The co-authors stress, in the new commentary and a larger work that is currently in preprint stage and will also appear in Earth’s Future, the prospects connected to these long-term outlooks and the physical principles underlying the predictability.
“To reduce the impacts of climate extremes, we need to look for opportunities,” said CHC Specialist and Operations Analyst Laura Harrison. “We need to pay attention to not just how climate is changing, but how these changes can support more effective predictions for droughts and for advantageous cropping conditions. As a community, we also need to foster communication about successful resilience strategies.”

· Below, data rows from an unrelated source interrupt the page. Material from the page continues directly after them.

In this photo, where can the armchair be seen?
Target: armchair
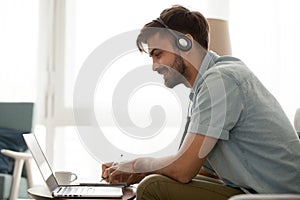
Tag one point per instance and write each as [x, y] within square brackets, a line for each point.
[15, 119]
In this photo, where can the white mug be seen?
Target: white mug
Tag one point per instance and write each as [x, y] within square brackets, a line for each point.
[65, 177]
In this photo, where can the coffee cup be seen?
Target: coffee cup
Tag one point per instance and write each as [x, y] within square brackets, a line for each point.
[65, 177]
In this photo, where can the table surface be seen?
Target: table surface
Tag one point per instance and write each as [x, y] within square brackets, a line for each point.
[43, 193]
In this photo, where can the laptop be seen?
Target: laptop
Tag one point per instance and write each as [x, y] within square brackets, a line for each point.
[69, 191]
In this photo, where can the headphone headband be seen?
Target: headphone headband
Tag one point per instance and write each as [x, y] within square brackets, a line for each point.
[181, 41]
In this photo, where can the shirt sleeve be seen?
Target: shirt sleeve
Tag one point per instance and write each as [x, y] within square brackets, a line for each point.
[217, 105]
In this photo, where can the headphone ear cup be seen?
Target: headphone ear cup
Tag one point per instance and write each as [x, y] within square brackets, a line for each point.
[183, 43]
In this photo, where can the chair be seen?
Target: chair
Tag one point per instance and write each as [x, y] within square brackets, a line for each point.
[15, 119]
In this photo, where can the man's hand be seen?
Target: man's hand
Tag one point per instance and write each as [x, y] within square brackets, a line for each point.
[121, 173]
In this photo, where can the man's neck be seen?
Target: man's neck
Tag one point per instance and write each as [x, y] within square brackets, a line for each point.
[193, 67]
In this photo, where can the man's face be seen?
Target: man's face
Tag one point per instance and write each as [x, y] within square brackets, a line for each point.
[165, 61]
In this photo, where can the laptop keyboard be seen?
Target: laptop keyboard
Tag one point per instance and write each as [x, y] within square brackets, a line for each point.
[75, 191]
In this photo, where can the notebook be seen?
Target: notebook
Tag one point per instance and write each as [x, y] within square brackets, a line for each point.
[69, 191]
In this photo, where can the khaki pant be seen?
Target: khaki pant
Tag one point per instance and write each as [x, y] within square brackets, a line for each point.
[158, 187]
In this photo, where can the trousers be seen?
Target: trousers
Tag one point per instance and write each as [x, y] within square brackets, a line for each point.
[159, 187]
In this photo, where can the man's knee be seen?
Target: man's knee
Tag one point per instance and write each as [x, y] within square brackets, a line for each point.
[149, 188]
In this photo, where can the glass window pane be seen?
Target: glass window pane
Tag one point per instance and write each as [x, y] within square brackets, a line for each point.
[19, 41]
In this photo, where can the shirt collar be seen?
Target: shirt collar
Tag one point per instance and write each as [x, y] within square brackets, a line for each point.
[208, 61]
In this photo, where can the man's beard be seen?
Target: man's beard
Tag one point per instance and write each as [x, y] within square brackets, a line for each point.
[175, 74]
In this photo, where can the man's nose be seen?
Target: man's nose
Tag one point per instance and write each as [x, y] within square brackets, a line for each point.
[155, 66]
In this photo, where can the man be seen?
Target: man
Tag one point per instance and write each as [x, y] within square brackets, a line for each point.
[238, 132]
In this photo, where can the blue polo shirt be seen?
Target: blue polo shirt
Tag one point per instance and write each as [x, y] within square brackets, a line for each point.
[257, 146]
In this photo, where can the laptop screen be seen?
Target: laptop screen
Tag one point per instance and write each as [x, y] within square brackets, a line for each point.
[41, 161]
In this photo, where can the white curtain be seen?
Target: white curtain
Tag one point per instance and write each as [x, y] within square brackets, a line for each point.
[265, 34]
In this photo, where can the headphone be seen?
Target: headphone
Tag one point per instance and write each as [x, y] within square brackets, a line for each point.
[182, 42]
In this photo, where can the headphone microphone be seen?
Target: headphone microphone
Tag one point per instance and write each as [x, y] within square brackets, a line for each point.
[182, 42]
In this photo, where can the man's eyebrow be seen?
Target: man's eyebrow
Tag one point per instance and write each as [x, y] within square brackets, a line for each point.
[152, 51]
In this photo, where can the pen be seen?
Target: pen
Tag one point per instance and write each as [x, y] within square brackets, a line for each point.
[113, 164]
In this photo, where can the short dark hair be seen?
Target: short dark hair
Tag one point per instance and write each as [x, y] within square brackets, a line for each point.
[180, 19]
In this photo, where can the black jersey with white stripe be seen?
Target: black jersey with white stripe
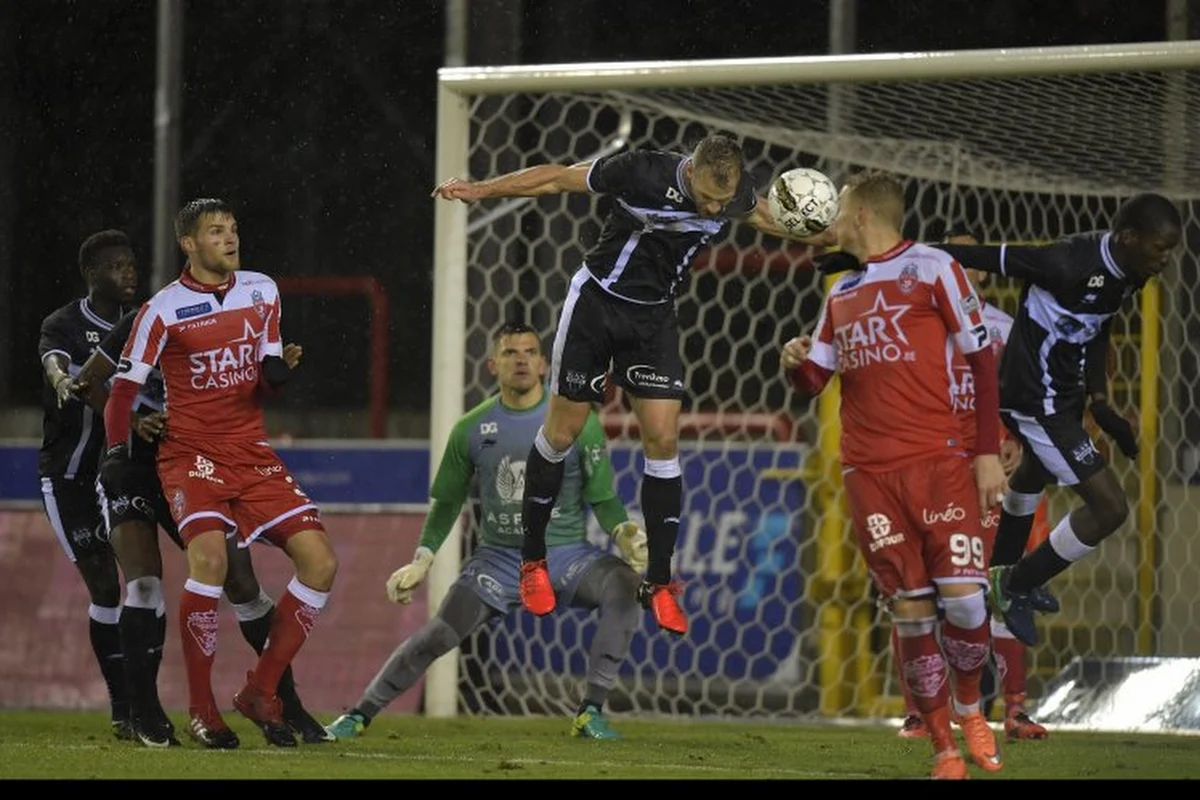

“Flooding still happens, drought still happens, people still get hurt, but we can try to reduce the harm.”
With the help of weather forecasts that can make projections at two weeks and 45 days in advance as well as climate models that can predict extreme ocean states eight months in advance, CHC scientists and researchers can now give collaborators on the ground useful information to assist local farmers in anticipating and preparing for dry conditions.
“We’re working with this group called Plant Village, who is providing agricultural advisories to millions of Kenyans, and helping them take actions that can help make their crops more drought-resistant,” Funk said.
This proactivity is something Funk and collaborators hope will become a bigger part of climate change strategy for the Eastern Horn of Africa, as their models predict more of these drought-forming conditions in the region’s future.
A better local understanding of the mechanisms that result in droughts, and investments in early warning systems and adaptation measures, may initially be costly, they said, “but are relatively inexpensive when compared to post-impact, response-based alternatives such as humanitarian assistance and/or funding safety-net programs.”
Education and participation can build trust and ultimately increase resilience. In order to fuel collaborations in other parts of the world, the CHC is expanding on what they learnt in East Africa.
In southern Africa, for example, they are collaborating with the Zimbabwe Meteorological Services Department and the Knowledge Impact Network to support the development of actionable climate services.
“Understanding that climate change makes extremes more frequent is really empowering because now we can try to anticipate those bad effects,” Funk said. “Flooding still happens, drought still happens, people still get hurt, but we can try to reduce the harm.”